Fresh whole-rock samples from Rb-rich muscovite-albite (Mus-Ab) pegmatite and inward zone of barren muscovite-microcline-albite (Mus-Mc-Ab) pegmatite were trimmed to remove weathered surfaces, cleaned with deionized water, crushed in a steel jawcrusher and then powdered to <200 mesh using an agate mill. Sample preparation and whole-rock major and trace elements were determined at the National Research Center for Geoanalysis, Chinese Academy of Geological Sciences (CAGS), Beijing, China. Major element concentrations were analyzed by X-ray fluorescence (XRF) spectrometry, with analytical uncertainties of ≤0.5 wt.%. Ferric and ferrous iron measurements were performed via wet chemical analysis (titration). The analytical precision for major oxides was based on certified standards (GSR-1, GSR-3). Trace elements were determined using ICP-MS. The analytical uncertainties are 10% when the element abundance is <10 ppm, and around 5% when the element abundance >10 ppm.

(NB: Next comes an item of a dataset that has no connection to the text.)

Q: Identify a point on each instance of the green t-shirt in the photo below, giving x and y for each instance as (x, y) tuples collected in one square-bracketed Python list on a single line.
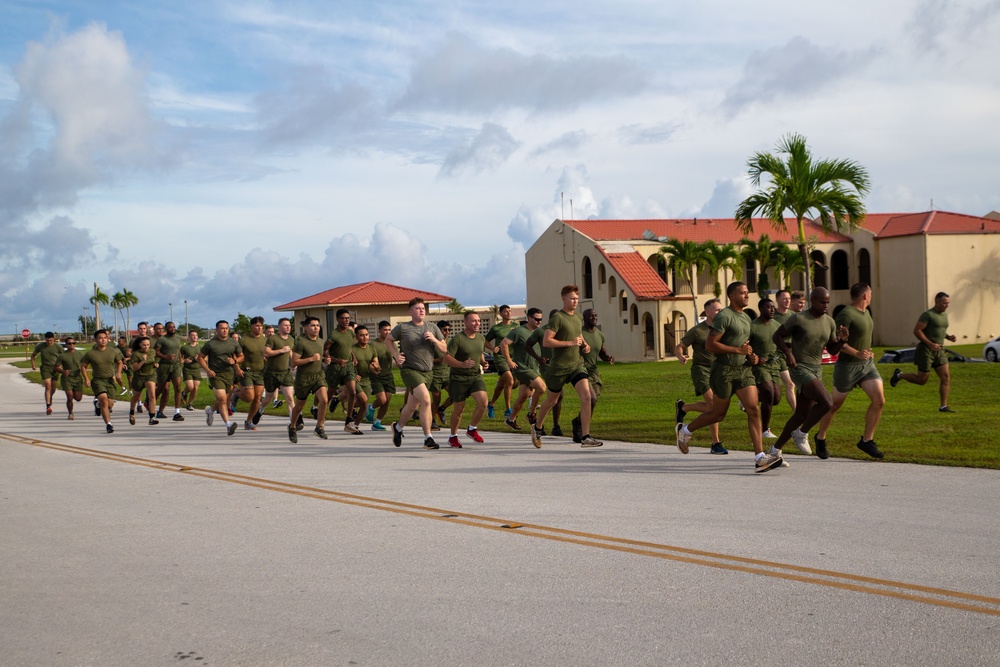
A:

4.2. Mineral Compositions Analysis

Back-scattered electron (BSE) images and quantitative chemical analyses of minerals were performed from polished thin sections using a JEOL JXA-8100 electron probe micro-analyzer (EPMA, JEOL Ltd., Akishima, Tokyo, Japan). Silicate minerals and apatite from barren Mus-Mc-Ab pegmatite were obtained at Beijing Research Institute of Uranium Geology, China. Silicate mineral and apatite from Rb-rich Mus-Ab pegmatite at Institute of Geology and Geophysics, Chinese Academy of Sciences, Beijing. The operating conditions were set at an acceleration voltage of 15 kV, a probe current of 10 nA and a beam diameter of 5 μm. Element peaks and off-peak backgrounds were measured with counting times of 10 s and 5 s, respectively, except for F, Cl (20 and 10 s) and Rb (20 and 10 s). Standards used for analyses were as follows: diopside (Mg, Si, Ca), rutile (Ti), plagioclase (Al), garnet (Fe), rhodonite (Mn), albite (Na), sanidine (K), apatite (P), pollucite (Rb), durango (F), tugtupite (Cl). Data reduction was performed using the internal ZAF matrix correction of JEOL.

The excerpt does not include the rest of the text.